How CERN manages its data

By Frédéric Milliot | January 01, 2014

After 3 years of faithful service, after the more than probable discovery of the Higgs boson, the LHC starts its first long shutdown. The ideal occasion to discover how, on a day-to-day basis, CERN takes up the challenge of scientific Big Data…

This feature story also includes the following articles:
   • Data Models for the LHC
   • A Unique Laboratory for Scientific Big Data
   • 100 Petabytes to Maintain
   • CASTOR, CERN’s Storage Manager

As you read this, more than a thousand researchers all over the world are working live on data from CERN’S LHC (Large Hadron Collider). If the Centre is universally recognized for its frontier work in fundamental physics, it is beginning to be recognized also for its compute infrastructure. With an annual usable production of experimental data exceeding 30 Petabytes, the problem is not simple, all the more as this wealth of knowledge must be shared without constraint of place or technology. The case of CERN being in many respects representative of the problems that academic and private organizations face managing large volumes of information, it seemed appropriate to inquire into the matter. It is to a guided tour of CERN’s data installations that we invite you now.

Big Science > Big Data

“The biggest challenge here in the CERN’s IT department“, points out Frederic Hemmer, the engineer in charge, “is obviously the volume of the data, particularly in production.” The Centre must collect, analyze, store and protect this data to make it available 24/7 to community researchers. In such a context, the choice of an agile infrastructure (that we will detail below) has proven relevant: to date, CERN has never lost a file, for any reason. And this although “even when the LHC is not operating“, Frederic Hemmer emphasizes, “IT does not stop. Our analyses are continuous, here at the Centre and all over the world.”

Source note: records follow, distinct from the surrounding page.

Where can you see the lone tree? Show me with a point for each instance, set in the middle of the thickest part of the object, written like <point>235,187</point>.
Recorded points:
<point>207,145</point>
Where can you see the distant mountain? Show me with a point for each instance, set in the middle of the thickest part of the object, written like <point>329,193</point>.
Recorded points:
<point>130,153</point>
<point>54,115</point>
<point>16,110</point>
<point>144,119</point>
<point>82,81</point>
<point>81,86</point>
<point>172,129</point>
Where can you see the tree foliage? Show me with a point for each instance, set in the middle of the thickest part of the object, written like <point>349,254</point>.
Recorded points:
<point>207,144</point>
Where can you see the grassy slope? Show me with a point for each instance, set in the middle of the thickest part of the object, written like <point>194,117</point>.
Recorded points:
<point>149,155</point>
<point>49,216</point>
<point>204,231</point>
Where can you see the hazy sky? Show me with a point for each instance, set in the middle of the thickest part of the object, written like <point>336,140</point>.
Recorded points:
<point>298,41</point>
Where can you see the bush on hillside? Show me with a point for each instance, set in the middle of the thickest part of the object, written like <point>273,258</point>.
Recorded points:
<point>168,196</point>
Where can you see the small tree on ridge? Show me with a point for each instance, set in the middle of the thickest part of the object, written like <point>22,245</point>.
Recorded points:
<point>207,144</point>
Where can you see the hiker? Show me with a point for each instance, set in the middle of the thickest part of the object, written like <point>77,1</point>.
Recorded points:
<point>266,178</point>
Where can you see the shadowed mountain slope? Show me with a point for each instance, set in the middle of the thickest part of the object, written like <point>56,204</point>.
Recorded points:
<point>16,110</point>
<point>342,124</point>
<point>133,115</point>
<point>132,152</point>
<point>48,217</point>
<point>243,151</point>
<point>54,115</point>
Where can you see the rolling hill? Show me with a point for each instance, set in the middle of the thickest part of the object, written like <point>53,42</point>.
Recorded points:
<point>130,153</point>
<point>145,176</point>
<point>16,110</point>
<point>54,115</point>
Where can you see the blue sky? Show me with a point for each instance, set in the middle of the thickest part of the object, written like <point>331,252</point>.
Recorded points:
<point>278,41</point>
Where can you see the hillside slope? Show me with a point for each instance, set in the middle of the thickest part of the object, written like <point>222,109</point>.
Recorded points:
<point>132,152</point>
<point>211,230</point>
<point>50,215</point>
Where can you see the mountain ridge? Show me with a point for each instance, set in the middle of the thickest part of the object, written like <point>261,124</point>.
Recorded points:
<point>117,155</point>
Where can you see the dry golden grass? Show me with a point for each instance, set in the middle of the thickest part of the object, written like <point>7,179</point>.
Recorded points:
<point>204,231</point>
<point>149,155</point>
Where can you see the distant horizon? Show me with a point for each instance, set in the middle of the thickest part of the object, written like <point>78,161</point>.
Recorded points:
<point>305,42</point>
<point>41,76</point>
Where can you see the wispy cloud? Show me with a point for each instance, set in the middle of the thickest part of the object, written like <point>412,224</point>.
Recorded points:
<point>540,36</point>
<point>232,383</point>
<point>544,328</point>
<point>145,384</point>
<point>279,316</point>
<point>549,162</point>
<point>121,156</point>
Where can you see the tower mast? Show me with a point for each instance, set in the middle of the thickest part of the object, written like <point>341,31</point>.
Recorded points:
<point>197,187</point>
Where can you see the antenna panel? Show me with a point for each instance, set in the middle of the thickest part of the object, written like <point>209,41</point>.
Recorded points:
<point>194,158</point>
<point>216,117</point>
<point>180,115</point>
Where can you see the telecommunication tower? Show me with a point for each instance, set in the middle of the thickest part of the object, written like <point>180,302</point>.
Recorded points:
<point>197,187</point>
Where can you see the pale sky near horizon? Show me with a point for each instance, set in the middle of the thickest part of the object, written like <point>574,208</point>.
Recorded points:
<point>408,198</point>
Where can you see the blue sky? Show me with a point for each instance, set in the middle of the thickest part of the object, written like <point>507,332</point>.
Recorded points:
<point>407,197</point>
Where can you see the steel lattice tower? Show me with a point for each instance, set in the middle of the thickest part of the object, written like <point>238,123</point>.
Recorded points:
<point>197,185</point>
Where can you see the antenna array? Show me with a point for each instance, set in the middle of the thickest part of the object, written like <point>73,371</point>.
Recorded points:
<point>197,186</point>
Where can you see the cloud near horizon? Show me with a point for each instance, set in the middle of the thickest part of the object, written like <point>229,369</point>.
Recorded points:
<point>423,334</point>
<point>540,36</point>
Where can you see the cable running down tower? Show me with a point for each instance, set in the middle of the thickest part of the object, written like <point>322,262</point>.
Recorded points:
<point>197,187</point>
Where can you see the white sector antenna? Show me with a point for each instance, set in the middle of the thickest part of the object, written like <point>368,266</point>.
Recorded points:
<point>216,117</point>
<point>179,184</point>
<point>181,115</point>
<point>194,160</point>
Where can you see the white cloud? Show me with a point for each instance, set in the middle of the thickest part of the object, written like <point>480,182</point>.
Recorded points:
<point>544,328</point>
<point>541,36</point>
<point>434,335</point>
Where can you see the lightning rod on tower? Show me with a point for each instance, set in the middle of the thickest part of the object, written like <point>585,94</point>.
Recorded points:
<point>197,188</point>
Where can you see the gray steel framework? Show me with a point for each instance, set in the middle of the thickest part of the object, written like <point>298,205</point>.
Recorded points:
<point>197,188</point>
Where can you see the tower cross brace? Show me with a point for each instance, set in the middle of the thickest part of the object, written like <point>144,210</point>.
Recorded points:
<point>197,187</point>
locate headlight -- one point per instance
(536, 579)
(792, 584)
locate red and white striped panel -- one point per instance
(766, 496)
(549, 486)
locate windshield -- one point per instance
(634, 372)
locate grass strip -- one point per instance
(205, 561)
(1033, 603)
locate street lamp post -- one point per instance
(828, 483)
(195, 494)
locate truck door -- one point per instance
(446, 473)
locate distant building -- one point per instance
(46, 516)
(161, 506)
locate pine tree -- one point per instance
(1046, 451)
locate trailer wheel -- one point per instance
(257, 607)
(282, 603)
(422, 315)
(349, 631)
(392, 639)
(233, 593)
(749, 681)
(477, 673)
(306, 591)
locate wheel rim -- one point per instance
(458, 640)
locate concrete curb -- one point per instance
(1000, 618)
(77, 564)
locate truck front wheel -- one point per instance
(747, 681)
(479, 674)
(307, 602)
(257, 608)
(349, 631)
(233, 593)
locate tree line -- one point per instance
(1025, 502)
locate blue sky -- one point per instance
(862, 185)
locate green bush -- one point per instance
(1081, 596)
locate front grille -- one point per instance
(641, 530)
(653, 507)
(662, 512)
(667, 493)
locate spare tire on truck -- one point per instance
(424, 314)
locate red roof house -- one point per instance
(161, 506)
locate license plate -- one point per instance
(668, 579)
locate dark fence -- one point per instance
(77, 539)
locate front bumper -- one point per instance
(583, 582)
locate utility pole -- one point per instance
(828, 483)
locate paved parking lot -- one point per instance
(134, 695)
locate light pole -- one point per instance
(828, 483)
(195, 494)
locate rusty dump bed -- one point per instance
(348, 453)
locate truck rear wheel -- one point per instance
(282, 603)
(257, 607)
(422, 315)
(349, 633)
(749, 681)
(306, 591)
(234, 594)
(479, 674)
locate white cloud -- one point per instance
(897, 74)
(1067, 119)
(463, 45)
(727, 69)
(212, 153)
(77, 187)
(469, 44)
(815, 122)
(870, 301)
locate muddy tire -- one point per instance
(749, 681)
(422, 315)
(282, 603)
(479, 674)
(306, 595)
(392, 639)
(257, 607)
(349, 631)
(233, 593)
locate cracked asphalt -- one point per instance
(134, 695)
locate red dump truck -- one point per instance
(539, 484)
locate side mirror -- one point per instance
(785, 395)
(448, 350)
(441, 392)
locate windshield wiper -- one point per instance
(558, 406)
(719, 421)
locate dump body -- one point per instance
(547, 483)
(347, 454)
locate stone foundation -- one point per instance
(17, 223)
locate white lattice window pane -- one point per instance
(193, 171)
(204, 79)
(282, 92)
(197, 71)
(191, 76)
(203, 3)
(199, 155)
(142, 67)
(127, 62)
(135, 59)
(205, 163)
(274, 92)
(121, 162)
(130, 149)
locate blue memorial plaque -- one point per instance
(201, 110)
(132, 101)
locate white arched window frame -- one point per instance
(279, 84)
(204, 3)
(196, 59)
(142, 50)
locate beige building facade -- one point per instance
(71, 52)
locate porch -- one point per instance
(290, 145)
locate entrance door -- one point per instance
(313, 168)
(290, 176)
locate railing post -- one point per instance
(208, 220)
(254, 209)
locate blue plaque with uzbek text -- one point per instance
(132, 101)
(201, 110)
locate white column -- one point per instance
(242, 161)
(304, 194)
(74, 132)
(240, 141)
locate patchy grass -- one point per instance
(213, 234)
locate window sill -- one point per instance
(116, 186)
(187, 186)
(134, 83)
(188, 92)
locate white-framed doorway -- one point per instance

Concretely, CERN must anticipate the very particular, and often rather inventive, needs of users who conduct experiments for which the technical requirement are generally unpredictable. This leads the IT teams to innovate day after day, with extreme result constraints and an operational budget that remains very… constant.

Fig.1 – In the production line of experimental data, a multilevel filter system eliminates more than 99% of the information collected. Only the remaining information will be stored for analysis. (CERN document)

Oracle everywhere

Freely choosing the basic elements of its technological stack, CERN takes care to respect a theoretical balance between performance, reliability and scalability. For the data, the choice of an Oracle base was made as far back as 1982, and extended since then to all dimensions of the organization and operation of the Centre, including the systems controlling the accelerators during the experiments. According to the technicians responsible for these decisions, Oracle meets the prerequisites as regards functionality, availability and dimensioning. They appreciate that the software infrastructure includes the tools necessary for management, protection and distribution of the data.

On the storage side, NetApp technologies constitute the bulk of the new facilities. For NetApp, such a showcase is not without technical challenges. For example, collisions of heavy ions (lead nuclei, generally) are complex experiments that make information production rates very difficult to estimate in advance, but that can reach 6 GB per second. However, still according to Frederic Hemmer, “data being the very reason for our existence, the mission of the IT teams is multidimensional. We must allow their almost immediate use, guarantee their immortality, manage equipment and software upgrades in a non-disruptive way and make sure that the infrastructure offers virtually infinite space…“

The LHC depends on its DBMS

If such a statement is usually readily admitted, it should be well understood here that even the least problem in collecting or managing data implies stopping the collider. Technically, the collider is actually managed through two databases. The first, ACCCON, stores the setup and control elements of the installation. To ensure permanent monitoring of the LHC, the operators refine its configuration in real time through an array of control monitors grouped in a dedicated room. If the database is unavailable even for a few seconds, the collider becomes uncontrollable. It is therefore necessary to stop the experiment in progress, which implies killing the beams in enormous graphite blocks to disperse their energy and protect the ring. The extreme temperatures are, in fact, liable to damage the magnets (each of which costs more than a million dollars), which would require repairs likely to make the LHC unavailable for months.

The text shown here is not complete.